Directe democratie is een van de belangrijkste kenmerken van het Zwitserse politieke systeem. Het stelt het volk in staat het laatste woord te hebben over belangrijke besluiten van het parlement of om wetsvoorstellen te formuleren. Sinds de opbouw van de moderne natiestaat zijn zowel op gemeentelijk, kantonnaal als federaal niveau verschillende instrumenten van directe democratie ingevoerd. Het meest voorkomende instrument op nationaal niveau is het verplichte referendum, wat inhoudt dat voor elke grondwetswijziging een volksstemming nodig is. De andere twee instrumenten die burgers zelf kunnen initiëren zijn het facultatief wetgevend referendum en het volksinitiatief. In wezen is directe democratie een permanente controle van politieke elites en geeft belangrijke politieke beslissingen meer acceptatie en legitimiteit. Als indirect effect merken we op dat directe democratie hielp om het politieke systeem te transformeren van een meerderheidsdemocratie naar een democratie in de richting van compromis en consensus.
Relevantie van directe democratie
Directe democratie stelt mensen in staat het laatste woord te hebben over belangrijke parlementaire beslissingen of om nieuwe rechtsprojecten voor te stellen. Directe participatie heeft het parlementaire proces niet vervangen, maar is een belangrijke correctie van parlementaire besluiten en een permanente controle van de politieke elites. Door middel van het referendum en het volksinitiatief participeert het volk op alle federale niveaus. De beslissingen die onderworpen zijn aan een populaire stemming worden bepaald door de grondwet en de beslissingen van het volk zijn bindend. Directe democratie is van nature een instrument van de oppositie, die de politieke elites terugdringt tot bescheiden beleidsinnovatie en stapsgewijze verandering.

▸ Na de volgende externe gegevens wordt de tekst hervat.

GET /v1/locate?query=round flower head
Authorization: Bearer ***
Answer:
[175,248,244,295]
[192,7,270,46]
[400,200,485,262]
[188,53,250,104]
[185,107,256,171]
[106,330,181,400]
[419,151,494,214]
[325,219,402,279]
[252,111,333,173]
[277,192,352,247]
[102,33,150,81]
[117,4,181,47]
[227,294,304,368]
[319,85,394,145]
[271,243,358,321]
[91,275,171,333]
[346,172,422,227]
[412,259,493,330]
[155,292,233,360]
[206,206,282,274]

Bovendien heeft de directe democratie het Zwitserse systeem grondig getransformeerd van een democratie waarbij de winnaar alles krijgt, in een systeem waar besluiten door wederzijdse aanpassing en compromissen de meeste kans hebben om door het volk te worden aanvaard.
Relevantie van representatieve democratie
Hoewel referenda en volksinitiatieven een belangrijk onderdeel van de Zwitserse democratie vormen, hebben ze geen revoluties teweeggebracht en evenmin geleid tot ‘volkswetgeving’. De cruciale spelers in het politieke besluitvormingsproces in Zwitserland zijn nog steeds het parlement en de regering. Veruit de meeste eenvoudige beslissingen van het parlement en de Federale Raad, die met een beperktere reikwijdte, zijn niet onderworpen aan een referendum. In dit opzicht functioneert het Zwitserse systeem als elke andere parlementaire democratie.
Historische ontwikkeling
Al in de jaren 1830 werden in de kantons vormen van het referendum en het volksinitiatief gebruikt. In 1848, toen de moderne natiestaat Zwitserland werd opgericht, bevatte de grondwet alleen het verplichte referendum voor grondwetswijzigingen. Het werd aangevuld met het facultatieve referendum voor parlementaire wetgeving in 1874 en door het volksinitiatief in 1891.
Het referendum over internationale verdragen werd ingevoerd in 1921 en uitgebreid in 1977 en 2003. Naast deze instrumenten zijn er verschillende andere soorten referenda en initiatieven ingevoerd. Op gemeentelijk en kantonnaal niveau zijn diverse andere instrumenten ontwikkeld, zoals het referendum over financiële zaken, wegenplanning of belangrijke infrastructuurprojecten.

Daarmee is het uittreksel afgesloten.